Speaker
Description
The discovery of J147 represented a significant milestone in the treatment of age-related
disorders, which was further augmented by the recent identification of mitochondrial ATP
synthase as the therapeutic target. However, the underlying molecular events associated with
the modulatory activity of J147 has remained unresolved till date. Herein, we present, for the
first time, a dynamical approach to investigate the allosteric regulation of mATP synthase by
J147, using a reliable human αγβ protein model. The highlight of our findings is the existence
of the J147-bound protein in distinct structural associations at different MD simulation periods
coupled with concurrent open ↔ close transitions of the β catalytic and α allosteric (ATP5A)

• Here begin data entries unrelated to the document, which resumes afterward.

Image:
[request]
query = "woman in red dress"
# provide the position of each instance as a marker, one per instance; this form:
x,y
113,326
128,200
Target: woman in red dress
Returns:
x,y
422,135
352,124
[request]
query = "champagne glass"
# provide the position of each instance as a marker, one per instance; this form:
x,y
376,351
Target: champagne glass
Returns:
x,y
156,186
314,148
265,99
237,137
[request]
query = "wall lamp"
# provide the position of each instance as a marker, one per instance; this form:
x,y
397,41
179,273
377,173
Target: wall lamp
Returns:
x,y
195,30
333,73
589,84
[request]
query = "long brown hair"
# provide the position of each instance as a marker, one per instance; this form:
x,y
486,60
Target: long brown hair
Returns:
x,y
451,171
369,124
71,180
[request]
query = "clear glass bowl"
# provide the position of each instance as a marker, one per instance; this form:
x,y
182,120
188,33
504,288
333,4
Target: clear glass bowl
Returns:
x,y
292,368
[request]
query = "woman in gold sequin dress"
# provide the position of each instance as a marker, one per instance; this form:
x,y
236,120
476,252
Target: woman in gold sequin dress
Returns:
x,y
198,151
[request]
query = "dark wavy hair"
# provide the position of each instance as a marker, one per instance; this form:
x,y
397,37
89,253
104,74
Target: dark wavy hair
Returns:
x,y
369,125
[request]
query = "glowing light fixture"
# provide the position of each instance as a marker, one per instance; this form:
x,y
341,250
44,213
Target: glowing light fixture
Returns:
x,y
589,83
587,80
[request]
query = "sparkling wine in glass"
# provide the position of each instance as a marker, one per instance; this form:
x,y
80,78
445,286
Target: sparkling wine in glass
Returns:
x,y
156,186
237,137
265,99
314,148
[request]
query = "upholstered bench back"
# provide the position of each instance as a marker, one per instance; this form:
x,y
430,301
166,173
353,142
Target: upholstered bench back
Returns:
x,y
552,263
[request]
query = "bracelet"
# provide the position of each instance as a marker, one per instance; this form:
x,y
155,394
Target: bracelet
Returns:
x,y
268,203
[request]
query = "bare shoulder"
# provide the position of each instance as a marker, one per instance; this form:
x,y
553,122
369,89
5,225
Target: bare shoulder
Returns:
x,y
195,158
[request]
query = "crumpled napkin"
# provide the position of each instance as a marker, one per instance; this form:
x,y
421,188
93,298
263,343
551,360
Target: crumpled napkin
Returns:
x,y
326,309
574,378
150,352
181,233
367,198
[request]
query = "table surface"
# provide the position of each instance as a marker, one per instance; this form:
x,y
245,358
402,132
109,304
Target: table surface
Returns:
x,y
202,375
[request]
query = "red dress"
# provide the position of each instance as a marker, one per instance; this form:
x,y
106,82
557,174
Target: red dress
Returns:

sites as defined by Cα distances (d), TriCα (ϴ) and dihedral (ϕ) angular parameters. Firstly,
there was an initial pairing of the αγ subunits away from the β subunit followed by the
formation of the ‘non-catalytic’ αβ pair at a distance from the γ subunit. Interestingly, J147-
induced structural arrangements were accompanied by the systematic transition of the β
catalytic site from a closed to an open state while there was a concurrent transition of the
allosteric site from an open αE conformation to a closed state. Consequentially, J147 reduced
the structural activity of the whole αγβ complex while the unbound system exhibited high
atomistic deviations and structural flexibility. Furthermore, J147 exhibited favourable binding
at the allosteric site of mATP synthase with considerable electrostatic energy contributions
from Gln215, Gly217, Thr219, Asp312, Asp313, Glu371 and Arg406. These findings provide
details on the possible effects of J147 on mitochondrial bioenergetics, which could facilitate
the structure-based design of novel small-molecule modulators of mATP synthase in the
management of Alzheimer’s disease and other neurodegenerative disorders.